Bully’s story can be summed up in 1 word. I’ll choose 3 individual words, all of which work independtly. YOUTH, SCHOOL, and SEASONS. My own life falls into similar categories. Youth and School are done. Now I am in and out of seasons. Seasons of employment, love, and addresses.
I have never finished a GTA game. Though I have finished both Red Deads. I summarily dismissed the GTA series because I didn’t believe any semblance of literary complexity, sophistication, and range could even exist in a game based in the modern era. Modeling real life is effortless. However, my mistake in judgement is that games about real life model archetypes really well. Mid-pandemic having archetypes to really help me understand my fellow man has proven to be hilarious and has softened this whole thing for me. In the same way no pre-pandemic horror movie can be scary nothing really gets me down anymore, and that's an understatement because things almost absolutely never got me down pre-pandemic. I’ve started to really file people under categories instead of taking people for individuals, which kind of has gotten to me. So when some maskless guy at Costco shows up having the same traits and qualities (I don’t watch tv) from some videogame NPC and really nails the outfit, mannerisms, and probably their ideals it makes me smile. I will only get more instances of that from GTA V. Sign me up.

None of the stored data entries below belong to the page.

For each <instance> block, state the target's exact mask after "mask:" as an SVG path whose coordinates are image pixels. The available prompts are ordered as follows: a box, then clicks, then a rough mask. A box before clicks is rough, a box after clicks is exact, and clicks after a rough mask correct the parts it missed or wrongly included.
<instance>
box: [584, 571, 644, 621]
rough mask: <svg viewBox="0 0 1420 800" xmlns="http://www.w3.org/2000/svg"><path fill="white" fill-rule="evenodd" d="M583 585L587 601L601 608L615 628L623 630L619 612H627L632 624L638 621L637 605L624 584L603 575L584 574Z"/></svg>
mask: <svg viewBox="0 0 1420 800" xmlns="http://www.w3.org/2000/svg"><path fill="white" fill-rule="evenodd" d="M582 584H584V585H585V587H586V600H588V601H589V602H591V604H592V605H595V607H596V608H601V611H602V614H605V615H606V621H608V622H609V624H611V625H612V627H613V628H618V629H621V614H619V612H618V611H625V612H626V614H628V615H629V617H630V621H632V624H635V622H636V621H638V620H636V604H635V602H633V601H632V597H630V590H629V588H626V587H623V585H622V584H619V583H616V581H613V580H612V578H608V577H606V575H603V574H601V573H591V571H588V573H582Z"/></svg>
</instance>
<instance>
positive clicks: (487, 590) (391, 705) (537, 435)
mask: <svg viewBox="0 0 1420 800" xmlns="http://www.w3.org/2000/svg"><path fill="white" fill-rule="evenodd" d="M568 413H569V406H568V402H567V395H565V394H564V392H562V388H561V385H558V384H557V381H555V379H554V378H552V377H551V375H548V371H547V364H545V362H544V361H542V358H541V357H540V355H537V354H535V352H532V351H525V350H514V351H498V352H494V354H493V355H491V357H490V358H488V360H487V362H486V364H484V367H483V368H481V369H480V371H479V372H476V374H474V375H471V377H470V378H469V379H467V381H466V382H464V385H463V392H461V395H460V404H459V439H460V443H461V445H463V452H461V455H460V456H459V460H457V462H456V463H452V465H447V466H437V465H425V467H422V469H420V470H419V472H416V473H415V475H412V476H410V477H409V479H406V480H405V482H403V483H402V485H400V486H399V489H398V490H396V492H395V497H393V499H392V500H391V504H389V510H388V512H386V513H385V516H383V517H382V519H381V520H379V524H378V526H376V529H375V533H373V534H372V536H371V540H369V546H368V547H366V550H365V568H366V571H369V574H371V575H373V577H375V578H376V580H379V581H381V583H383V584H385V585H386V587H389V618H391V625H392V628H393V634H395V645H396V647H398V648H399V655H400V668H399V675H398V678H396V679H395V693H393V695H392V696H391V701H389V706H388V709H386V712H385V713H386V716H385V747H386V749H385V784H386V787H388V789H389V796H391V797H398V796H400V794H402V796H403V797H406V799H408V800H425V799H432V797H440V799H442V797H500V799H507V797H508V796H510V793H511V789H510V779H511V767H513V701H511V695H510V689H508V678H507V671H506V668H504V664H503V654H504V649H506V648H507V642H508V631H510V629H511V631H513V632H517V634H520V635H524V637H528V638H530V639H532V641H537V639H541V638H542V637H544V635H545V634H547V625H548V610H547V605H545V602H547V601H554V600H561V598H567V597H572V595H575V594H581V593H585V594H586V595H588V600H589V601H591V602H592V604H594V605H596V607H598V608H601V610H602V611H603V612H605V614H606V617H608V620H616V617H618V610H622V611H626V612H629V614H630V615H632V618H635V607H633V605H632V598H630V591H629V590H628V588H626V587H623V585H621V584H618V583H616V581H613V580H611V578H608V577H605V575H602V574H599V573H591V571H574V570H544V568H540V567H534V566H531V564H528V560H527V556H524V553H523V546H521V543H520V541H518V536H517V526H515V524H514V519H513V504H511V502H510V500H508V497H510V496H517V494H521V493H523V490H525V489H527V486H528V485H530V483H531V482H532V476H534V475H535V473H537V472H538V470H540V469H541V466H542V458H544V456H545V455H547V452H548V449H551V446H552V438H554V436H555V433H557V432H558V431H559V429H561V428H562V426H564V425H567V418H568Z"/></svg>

So games, games can be subtly written. As I write this I’m just listening to GTA V ambient music as I get ready to get back to my 2.4% save in GTA V. I loved the ambient music in Bully and unfortunately I didn't wash completely over me, because I do have to deliberately hum the music instead of it being a reflex. A consequence of too many games and one of the main reasons i wont be re-upping my gamepass subscription.
My most anticipated game is usually within the series of the game I’m currently playing. Playing Dead Space 1, I couldn’t wait for Dead Space 2. A finished Red Dead 1 led to a boot up of Red Dead 2 as soon as the credits rolled. I’m looking forward to GTA V in a major way. But I'm not done with Bully. I need the book I need the documentary. Normally, I don't need that from games. The credits roll and I'm done. If I were in high school right now my best friend and I would be quoting this game backwards and forward. That's high school. That's Bully.
Bully 10/10, 5 out of 5 stars. So far, My 2020 game of the year.